New ‘Markovian thinking’ technique paves the way for million-token AI reasoning

by SkillAiNest

New ‘Markovian thinking’ technique paves the way for million-token AI reasoning

MELA researchers have proposed a new technique that makes large language models (LLMs) more efficient when performing complex reasoning. It is called Markovian thoughtthe approach allows LLMs to engage in lengthy reasoning without the prohibitive computational costs that currently limit such tasks.

The team’s implementation, an environment called Deletonic, structures the reasoning chain into fixed-sized chunks, breaking the scaling problem that plagues very long LLM responses. Preliminary estimates show that for a 1.5b parameter model, this method can reduce training costs by more than two-thirds compared to the standard approach.

The square curse of long chain reasoning

For an LLM to solve a complex problem, it often needs to generate a long series of intermediate “thought” tokens, often called a chain of thought (COT). In recent years, researchers have discovered that using Reinforcement learning .

However, the standard approach to this has one major flaw: AI’s "State" . For modern Transformer based modelthis means that the computational cost explodes exponentially as the reasoning chain gets longer, making it prohibitively expensive to train models for very complex tasks.

Most current efforts to handle this cost focus on limiting how much the model thinks, clearly preferring smaller solutions or terminating the process early. Although these methods offer some relief, Mela researchers still work within the Longquote framework and are thus essentially bound by its quadratic nature.

Instead of trying to control the computational growth, Mela created an RL environment that completely avoids the quadratic problem. As co-author Amirhossein Kazimanjad explained, it aims to enable skills such as multi-week reasoning and scientific discovery. "This regime (and the RL required to enable such capabilities) is not supported by the current Longquote paradigm, because of the quadratic compute cost," He said.

Thinking in chunks with dilettantes

The researchers’ solution is what they call a paradigm "Markovian thinker," where the model reasons while maintaining the window size of its reasoning context. The basic idea is to isolate the RL setup "How long does the model think?" from "How much perspective should there be on this?" If done correctly, the Markovian theorem transforms the quadratic growth problem into linear compute and fixed memory requirements for LLM reasoning.

The researchers put this paradigm into practice with Deletonic, which forces the model to reason in a sequence of fixed-sized chunks, such as 8,000 tokens at a time. Within each section, the model reasons such as typically using classical focus mechanisms. But when it reaches the segment limit, the environment resets the context, generating a new prompt that includes a shorthand in addition to the original query. "Carrier" For example from the previous section, the carryover could be the last few tokens of the previous section or a summary of the most important results.

This reformulation of the problem forces the model to learn how to embed a summary of its progress, or a "textual Markovian state," In this carryover to continue our reasoning in the next section. This indicates a common concern about whether the model can recall important details from earlier stages.

According to Kazimnejad, the model learns what to remember. "With training … the model task is forced to learn to advance the critical state," He explained. They added an important clarification for practical use: the original input prompt is not modified, including documents or context data. “Our approach aims at the reasoning stage and does not modify the gesture," He said.

The dilettantish in action

To test their approach, the researchers trained R1-distill-1.5b with Delatonic on a dataset of competitive-level math problems, then evaluated it against several benchmarks. The model was trained with up to 24,000 tokens but with a fixed fraction of 8,000 tokens.

The researchers This was compared with models trained with the standard Longcoat-RL method. Their results show that a model trained with Delatech can reason up to 24,000 tokens, and it matched or outperformed a Longcoat model trained with the same 24,000-token budget on the math benchmark. On other tasks such as coding and PhD-level questions, Deletank also matched or slightly beat its Longquote counterpart. “Overall, these results indicate that Deletonic uses its thought tokens as efficiently as Longcoat-RL with less computation,” the researchers write.

The benefits become even more pronounced when scaling beyond the training budget.
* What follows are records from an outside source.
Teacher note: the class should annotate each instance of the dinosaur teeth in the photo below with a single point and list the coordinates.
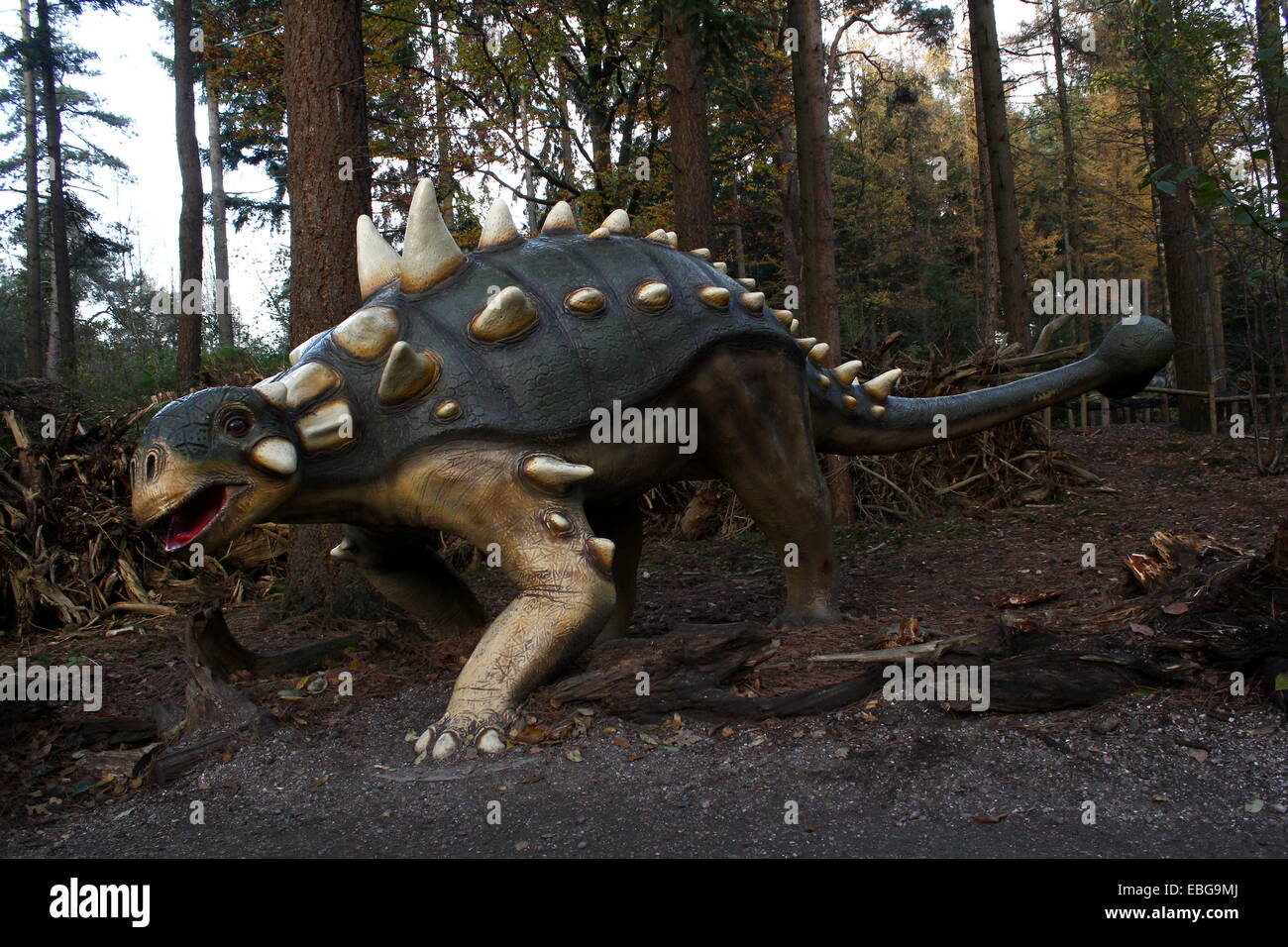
(653, 295)
(848, 371)
(297, 352)
(498, 228)
(883, 384)
(406, 373)
(559, 218)
(603, 552)
(377, 262)
(369, 333)
(327, 425)
(429, 253)
(553, 474)
(507, 315)
(274, 454)
(617, 222)
(715, 296)
(308, 382)
(585, 302)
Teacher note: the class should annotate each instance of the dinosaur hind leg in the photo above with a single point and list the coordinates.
(763, 445)
(406, 571)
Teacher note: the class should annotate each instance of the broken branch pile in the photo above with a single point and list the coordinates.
(69, 551)
(1009, 466)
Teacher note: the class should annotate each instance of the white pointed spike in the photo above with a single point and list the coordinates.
(377, 262)
(555, 474)
(617, 222)
(848, 371)
(429, 253)
(883, 384)
(275, 454)
(559, 218)
(498, 228)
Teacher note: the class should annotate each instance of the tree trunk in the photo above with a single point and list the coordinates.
(329, 178)
(62, 363)
(1176, 226)
(691, 153)
(988, 292)
(814, 163)
(987, 60)
(1270, 71)
(34, 318)
(1072, 211)
(188, 368)
(219, 222)
(790, 200)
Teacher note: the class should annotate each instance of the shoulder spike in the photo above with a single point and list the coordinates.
(883, 384)
(500, 228)
(275, 454)
(559, 218)
(407, 372)
(553, 474)
(617, 222)
(369, 333)
(377, 262)
(848, 371)
(308, 382)
(429, 253)
(507, 313)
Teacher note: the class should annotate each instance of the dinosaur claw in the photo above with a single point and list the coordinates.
(445, 746)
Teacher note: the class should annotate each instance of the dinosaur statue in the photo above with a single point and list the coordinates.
(460, 398)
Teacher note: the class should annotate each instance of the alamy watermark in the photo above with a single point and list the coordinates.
(910, 682)
(647, 425)
(1073, 295)
(71, 684)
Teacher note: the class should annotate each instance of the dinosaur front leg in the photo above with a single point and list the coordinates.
(406, 571)
(621, 525)
(566, 595)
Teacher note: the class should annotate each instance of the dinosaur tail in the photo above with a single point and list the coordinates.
(1122, 365)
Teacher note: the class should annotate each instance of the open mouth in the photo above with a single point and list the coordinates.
(194, 514)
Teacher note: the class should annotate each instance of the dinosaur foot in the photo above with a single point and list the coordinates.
(484, 729)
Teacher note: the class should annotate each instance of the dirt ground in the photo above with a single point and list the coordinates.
(1180, 772)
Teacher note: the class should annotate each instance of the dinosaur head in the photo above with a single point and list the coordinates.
(213, 464)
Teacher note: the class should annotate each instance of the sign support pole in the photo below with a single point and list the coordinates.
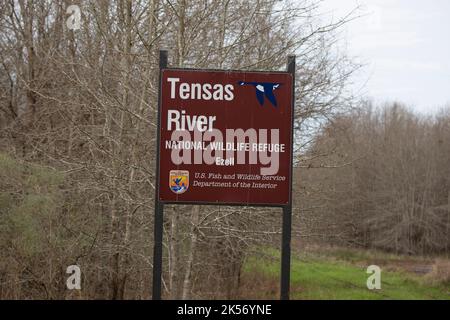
(287, 210)
(159, 207)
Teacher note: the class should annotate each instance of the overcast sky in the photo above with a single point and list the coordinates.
(405, 45)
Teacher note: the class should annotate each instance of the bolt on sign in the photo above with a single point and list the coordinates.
(225, 137)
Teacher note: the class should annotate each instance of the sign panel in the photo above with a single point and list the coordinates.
(225, 137)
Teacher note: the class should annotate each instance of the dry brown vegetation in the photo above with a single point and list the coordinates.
(77, 140)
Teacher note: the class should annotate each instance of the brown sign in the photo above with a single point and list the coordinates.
(225, 137)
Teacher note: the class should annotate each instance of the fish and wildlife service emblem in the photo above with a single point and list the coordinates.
(178, 181)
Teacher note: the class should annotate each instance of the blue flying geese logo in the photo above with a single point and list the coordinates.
(263, 89)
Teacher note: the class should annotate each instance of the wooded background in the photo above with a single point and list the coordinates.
(77, 148)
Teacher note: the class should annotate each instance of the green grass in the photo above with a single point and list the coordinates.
(333, 277)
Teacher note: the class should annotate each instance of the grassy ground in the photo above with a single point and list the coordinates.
(341, 274)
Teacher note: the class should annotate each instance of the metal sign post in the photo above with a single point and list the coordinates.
(225, 138)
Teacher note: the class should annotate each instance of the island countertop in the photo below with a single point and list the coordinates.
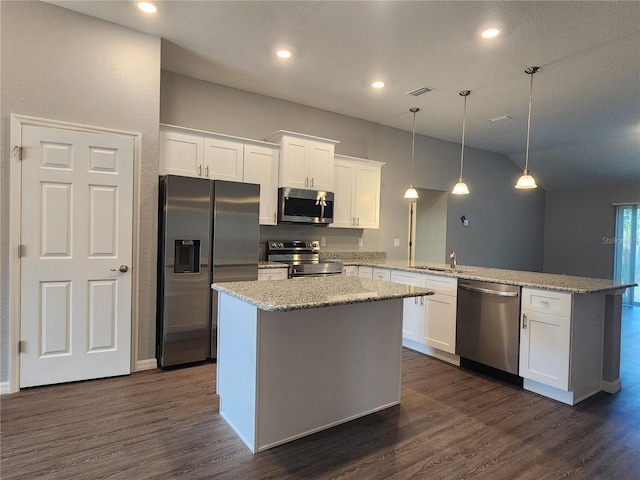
(547, 281)
(316, 292)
Although the models trained with LongCoat quickly reached their training limits, the model trained with Diletinc continued to improve its performance. For example, some math problems were solved only after the model had outgrown its 24,000-token training budget by up to 140,000 tokens. This linear compute advantage is sufficient for enterprise applications. The researchers estimate that training a model to an average thought length of 96,000 tokens would require 27 H100-GPU months with LongCoat, compared to only 7 with Deletank.

This efficiency extends directly to estimating, the primary operational cost for most businesses. "Models trained in Markovian thinking use the same notation style (dialectic tracing) at test time, which provides the same advantages of linear computation and persistent memory after training," Kazimanjad said. He gave a practical example: An AI agent can "Debug a large codebase and think about a long time … which significantly reduces costs compared to the traditional longcode approach."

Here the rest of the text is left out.